Fred Wilson: Works 1993–2011

17 March–27 May 2011
Karsten Schubert, 5–8 Lower John Street

Karsten Schubert is pleased to announce Fred Wilson’s first solo exhibition in London.

 

The American artist’s work engages with issues such as cultural heritage, racial stereotyping, ownership and privilege. With a focus on cultural and institutional critique, Wilson is best known for his collaborative interventions in museum collections around the world.

 

Wilson is most celebrated for the landmark 1992 installation Mining the Museum in which he re- contextualised artifacts from The Maryland Historical Society, Baltimore, US. As part of the exhibition, rusty slave chains were provocatively displayed alongside fine silverware and reward advertisements for runaway ‘servants’ hung above an oversized, antique musket. Contemplative rather than didactic, Wilson’s juxtapositions of museum artifacts interrupt entrenched prejudices whilst encouraging their gradual deconstruction. As the American representative at the 50th Venice Biennale (2003), Wilson explored the city’s historical relationship with Africa and Africans. Bringing attention to often marginalized aspects of Venice’s history, Wilson selected paintings with African servants shown on the periphery, the role of Othello over time and he even hired African vendors to sell their replica designer bags outside the pavilion.

 

On view at Karsten Schubert, works such as The Mete of the Muse (2004–07) distill the essence of Wilson’s museum interventions and expand upon his work in Venice.

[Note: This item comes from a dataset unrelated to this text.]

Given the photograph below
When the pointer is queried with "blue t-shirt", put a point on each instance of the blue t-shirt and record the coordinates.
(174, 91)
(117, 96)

Here, a black Egyptian figure stands still and attentive by a self-absorbed white European nude. The contrast draws out culturally codified notions of black and white identity whilst leading the viewer to guess the relationship between the two figures as if they were present and real individuals. A Thousand Points (2009), an illuminated globe painted over with black enamel, references the history of African migration and the present-day exportation and exploitation of natural resources such as oil. Furthering his continued questioning of power, Wilson has recreated the Diamond Diadem – worn by successive English monarchs since 1821 – out of black diamonds. Entitled Regina Atra (2006), Wilson’s desire for the viewer to reflect is alluded to in his formal use of reflective black surfaces, as in Quartet (2010), a blown glass sculpture reminiscent of flowing tears and drops of oil – suggestive of the suffering caused by both exploitation associated with the mining of natural resources and corrupt regimes.

 

These sculptural works are accompanied by the large-scale installation, Flags (2009), in which twenty-one African and African diaspora flags have been drained of all colour and rendered in black on raw canvas; each flag is accompanied by a text piece, which lists all of the colours that have been removed. Wilson’s paintings of the flags typify his appropriation of and adaptation of imagery or symbols that are often taken for granted, or unquestioned. In erasing the colours, Wilson comments upon the significance of this set of flags that developed as African nations gained sovereignty following World War II.